The tagline on the poster and home video cover for The Water Boy is "you can mess with him, but don't mess with his water". But the movie doesn't really have many scenes where people insult water to the title character. And he gets his "tackling fuel" by imagining people being mean to him like they always did, and hardly any are insults to water.
There's the scene at the beginning where a football player sprays him with water and he says not to waste it and would rather be physically attacked, but the player doesn't really insult water. There's a scene where one player spits in the water, leading to a flashback of a time when the same thing happened, and in the flashback he almost attacks that player before the coach stops him, and while this scene leads to Coach Klien telling him he has to stand up for himself which in turns leads to him showing how strong he is when angry enough, he doesn't attack the player who just spit in the cooler.

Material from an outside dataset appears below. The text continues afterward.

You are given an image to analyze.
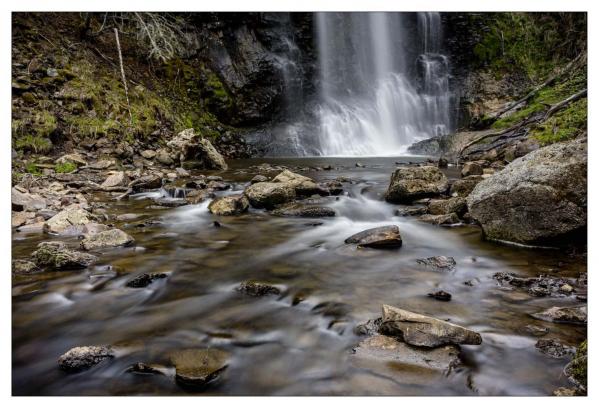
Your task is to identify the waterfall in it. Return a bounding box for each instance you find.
[304,12,452,156]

And his tackles come from him imagining people being mean to him, but hardly any of that imagining involves people insulting water or wasting it. The "water sucks, Gatorade's better" scene is the only exception (which the coach says just to give Bobby something to imagine on the field, as opposed to true malice). All of the other attacks involve him imagining or remembering people insulting him, his girlfriend, or his mama.
Hmm, I wonder if Bobby ever considered selling his own brand of bottled water after college.

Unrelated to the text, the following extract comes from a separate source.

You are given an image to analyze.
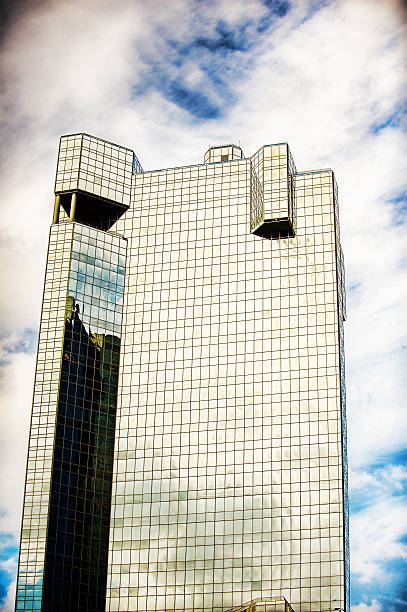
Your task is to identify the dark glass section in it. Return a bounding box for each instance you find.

The first one Bobby tackles is Gee, the member of the Mud Dogs to bully him the most, and he doesn't seem to change his opinion on him until later. On Bobby's first day of practice, after he had harmed him, he still insults him (giving him tackling fuel, though it wasn't his intent), after their first win, he makes an insulting remark about him to somebody at the victory party. When he gives his "we played as a team, we won as a team, and just because the water boy is a cheater doesn't change the fact that the real Mud Dogs will win" speech, I can't tell if he's actually defending him or if he's motivating the team and fans to have faith. Does he change by then, or when Vicki gets everyone to prove Bobby has friends, or is it just during the Bourbon Bowl, when he apologizes to Bobby once he shows up?
Captain Insano only appears in one scene, where Bobby calls in and gets laughed at when he finds out how old he is. And Bobby talks about him a lot, imitating some of his moves, but we never actually see Captain Insano wrestling. I guess a clever informed ability and way to work around having to actually show him wrestling. And if this scene happened today - a big-name wrestler laughing/mocking a fan on live TV - there'd probably be a lot of complaints from the public (trying to determine if that such fandom complaints would also occur towards all the football players who bully their own water boy).